The relationship between OLP and TD may be multifactorial, involving chronic systemic inflammation, immunological alterations, genetic predisposition, and hormonal imbalances. The possible mechanisms of association include the increased susceptibility of individuals with one autoimmune disease to develop another, or potential interactions between the diseases themselves.

Regarding the other comorbidities analyzed, although several authors have proposed that these conditions are frequently associated with OLP and that affected patients may have a higher incidence due to various factors [15], our results do not support such a correlation. Based on the p-values for hypertension (p = 0.378), type 2 diabetes mellitus (p = 0.550), dyslipidemia (p = 0.562), anxiety (p = 0.959) and depression (p = 0.532), no statistically significant associations were observed.

Several studies have explored the association between these comorbidities and OLP. A systematic review and a meta-analysis by De Porras-Carrique et al. [16] identified a potentially increased risk of hypertension in patients with OLP (OR:1.28; 95% CI: 1.01–1.63; p = 0.04). Similarly, Dave et al. [17] found that patients with OLP are more likely to develop type 2 diabetes compared to the general population (OR:2.8; 95% CI: 1.2–6.3; p = 0.013).

Li et al. [18] also reported a positive association between OLP and dyslipidemia (OR:4.52; 95% CI: 2.49–8.18; p < 0.001).

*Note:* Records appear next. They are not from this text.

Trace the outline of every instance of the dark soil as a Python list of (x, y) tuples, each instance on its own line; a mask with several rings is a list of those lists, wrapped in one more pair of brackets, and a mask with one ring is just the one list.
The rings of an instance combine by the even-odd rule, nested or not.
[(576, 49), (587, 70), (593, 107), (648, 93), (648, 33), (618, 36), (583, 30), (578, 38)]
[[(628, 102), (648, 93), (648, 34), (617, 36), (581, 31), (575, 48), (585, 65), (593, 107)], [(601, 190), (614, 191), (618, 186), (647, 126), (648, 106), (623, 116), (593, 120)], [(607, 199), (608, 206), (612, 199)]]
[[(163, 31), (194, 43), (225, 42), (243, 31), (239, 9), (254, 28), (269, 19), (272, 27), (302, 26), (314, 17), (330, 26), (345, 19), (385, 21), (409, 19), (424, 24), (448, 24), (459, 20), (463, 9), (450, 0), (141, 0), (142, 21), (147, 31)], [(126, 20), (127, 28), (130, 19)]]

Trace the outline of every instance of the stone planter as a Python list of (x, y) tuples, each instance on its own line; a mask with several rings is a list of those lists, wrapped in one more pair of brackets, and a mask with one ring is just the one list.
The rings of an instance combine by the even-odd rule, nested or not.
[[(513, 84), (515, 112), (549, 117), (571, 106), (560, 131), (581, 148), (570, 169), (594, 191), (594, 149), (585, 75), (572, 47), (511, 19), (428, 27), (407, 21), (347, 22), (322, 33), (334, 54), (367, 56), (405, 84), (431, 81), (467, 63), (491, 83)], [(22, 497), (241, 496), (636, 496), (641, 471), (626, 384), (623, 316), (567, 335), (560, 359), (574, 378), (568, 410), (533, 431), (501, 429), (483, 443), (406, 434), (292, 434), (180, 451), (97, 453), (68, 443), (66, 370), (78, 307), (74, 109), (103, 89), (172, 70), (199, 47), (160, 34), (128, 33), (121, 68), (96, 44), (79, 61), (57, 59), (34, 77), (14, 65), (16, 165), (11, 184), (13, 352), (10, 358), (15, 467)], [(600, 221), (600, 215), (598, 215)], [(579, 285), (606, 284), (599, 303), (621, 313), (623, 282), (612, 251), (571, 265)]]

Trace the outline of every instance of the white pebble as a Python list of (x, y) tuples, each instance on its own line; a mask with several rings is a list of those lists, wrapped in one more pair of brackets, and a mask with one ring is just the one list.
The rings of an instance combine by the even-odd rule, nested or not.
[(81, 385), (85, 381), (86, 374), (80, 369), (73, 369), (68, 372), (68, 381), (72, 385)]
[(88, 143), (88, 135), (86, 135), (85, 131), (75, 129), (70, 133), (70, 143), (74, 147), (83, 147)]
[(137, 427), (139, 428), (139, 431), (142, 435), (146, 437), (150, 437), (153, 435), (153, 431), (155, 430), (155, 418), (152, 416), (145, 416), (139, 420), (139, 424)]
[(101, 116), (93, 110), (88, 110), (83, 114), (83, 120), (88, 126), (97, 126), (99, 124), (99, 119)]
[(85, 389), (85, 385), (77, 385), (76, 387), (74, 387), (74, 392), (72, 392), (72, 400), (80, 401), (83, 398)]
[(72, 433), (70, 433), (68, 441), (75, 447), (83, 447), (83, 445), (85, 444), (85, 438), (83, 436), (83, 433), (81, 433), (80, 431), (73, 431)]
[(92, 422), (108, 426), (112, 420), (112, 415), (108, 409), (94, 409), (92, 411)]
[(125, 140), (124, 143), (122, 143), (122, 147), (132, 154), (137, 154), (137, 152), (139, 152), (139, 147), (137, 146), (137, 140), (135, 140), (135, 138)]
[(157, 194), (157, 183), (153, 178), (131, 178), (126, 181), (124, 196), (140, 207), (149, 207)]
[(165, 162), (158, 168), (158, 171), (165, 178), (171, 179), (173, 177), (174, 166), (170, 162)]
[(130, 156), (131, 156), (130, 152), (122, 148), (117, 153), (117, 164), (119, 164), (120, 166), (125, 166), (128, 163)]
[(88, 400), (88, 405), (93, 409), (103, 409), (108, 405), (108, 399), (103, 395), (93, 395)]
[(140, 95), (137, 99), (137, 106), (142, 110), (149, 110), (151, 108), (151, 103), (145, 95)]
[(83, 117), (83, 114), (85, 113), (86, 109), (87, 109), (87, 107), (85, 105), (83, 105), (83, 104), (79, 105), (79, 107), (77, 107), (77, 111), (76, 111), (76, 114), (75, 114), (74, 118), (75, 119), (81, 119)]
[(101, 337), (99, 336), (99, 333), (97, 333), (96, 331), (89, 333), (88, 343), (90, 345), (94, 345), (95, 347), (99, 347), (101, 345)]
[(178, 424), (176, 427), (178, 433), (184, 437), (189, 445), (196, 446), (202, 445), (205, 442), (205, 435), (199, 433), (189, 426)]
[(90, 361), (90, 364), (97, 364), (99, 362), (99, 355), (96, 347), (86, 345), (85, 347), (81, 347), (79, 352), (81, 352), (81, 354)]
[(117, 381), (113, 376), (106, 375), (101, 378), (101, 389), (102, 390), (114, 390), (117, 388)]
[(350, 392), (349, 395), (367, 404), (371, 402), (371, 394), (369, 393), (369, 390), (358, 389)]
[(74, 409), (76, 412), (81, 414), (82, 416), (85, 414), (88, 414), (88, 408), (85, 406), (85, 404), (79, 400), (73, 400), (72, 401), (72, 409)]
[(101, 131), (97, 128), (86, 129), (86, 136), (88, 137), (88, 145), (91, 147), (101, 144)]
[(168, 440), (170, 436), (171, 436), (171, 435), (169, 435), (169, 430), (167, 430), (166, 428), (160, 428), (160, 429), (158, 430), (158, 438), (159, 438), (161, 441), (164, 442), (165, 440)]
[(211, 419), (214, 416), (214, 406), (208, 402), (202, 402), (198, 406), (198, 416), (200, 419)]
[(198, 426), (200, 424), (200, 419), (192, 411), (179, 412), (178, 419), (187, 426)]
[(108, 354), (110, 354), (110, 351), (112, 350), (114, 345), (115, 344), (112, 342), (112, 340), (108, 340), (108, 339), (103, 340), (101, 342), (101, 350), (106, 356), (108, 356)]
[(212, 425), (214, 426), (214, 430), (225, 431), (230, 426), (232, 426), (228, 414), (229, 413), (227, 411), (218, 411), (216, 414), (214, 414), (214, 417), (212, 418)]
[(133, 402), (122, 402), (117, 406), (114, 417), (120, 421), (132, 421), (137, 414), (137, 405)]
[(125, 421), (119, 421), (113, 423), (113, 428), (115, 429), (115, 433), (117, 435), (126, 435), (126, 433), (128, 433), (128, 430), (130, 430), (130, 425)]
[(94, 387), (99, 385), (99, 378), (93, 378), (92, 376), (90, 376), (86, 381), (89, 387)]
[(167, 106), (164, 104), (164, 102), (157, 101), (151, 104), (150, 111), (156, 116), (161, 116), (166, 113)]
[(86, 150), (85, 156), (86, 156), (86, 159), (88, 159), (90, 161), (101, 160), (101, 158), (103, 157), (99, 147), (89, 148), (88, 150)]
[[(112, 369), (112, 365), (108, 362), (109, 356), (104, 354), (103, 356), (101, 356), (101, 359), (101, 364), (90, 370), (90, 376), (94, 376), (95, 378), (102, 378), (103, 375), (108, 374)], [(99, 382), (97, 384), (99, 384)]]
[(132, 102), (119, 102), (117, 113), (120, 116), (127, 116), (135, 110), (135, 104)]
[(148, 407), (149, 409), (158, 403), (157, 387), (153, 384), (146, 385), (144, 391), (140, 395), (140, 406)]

Furthermore, Vallejo et al. [19] observed that patients with OLP have significantly higher levels of anxiety (OR:2.8; 95% CI: 1.0–7.4; p < 0.001) and depression (OR:4.4; 95% CI: 1.8–10.6; p < 0.001) compared to control groups, suggesting that these psychological disorders may play a role in the development of OLP.

The main limitation could be the differentiation between OLP and OLL, which, sometimes, can be a challenge [20]. Despite the classification proposed by van der Meij and van der Waal [21], it has been recognized that there is no pathognomonic histopathological pattern or no specific data that allow for distinguishing its main subtypes. Another limitation of the study was the design and the limited information available in the patients’ medical records presented to us, in order to establish whether OLP precedes TD or vice versa. Therefore, a causal relationship could not be determined.

5. Conclusions

The prevalence of thyroid disease in patients with oral lichen planus is 20%, with the risk of having a thyroid disorder approximately three times higher than in the general population. The most common thyroid disorder is hypothyroidism, present in 13.3% of patients with OLP. Although the association between OLP and TD is still unclear, our findings suggest a moderate statistical likelihood of such a relationship. The other comorbidities analyzed—arterial hypertension, type 2 diabetes mellitus, dyslipidemia, anxiety, and depression—did not show a significant association with OLP.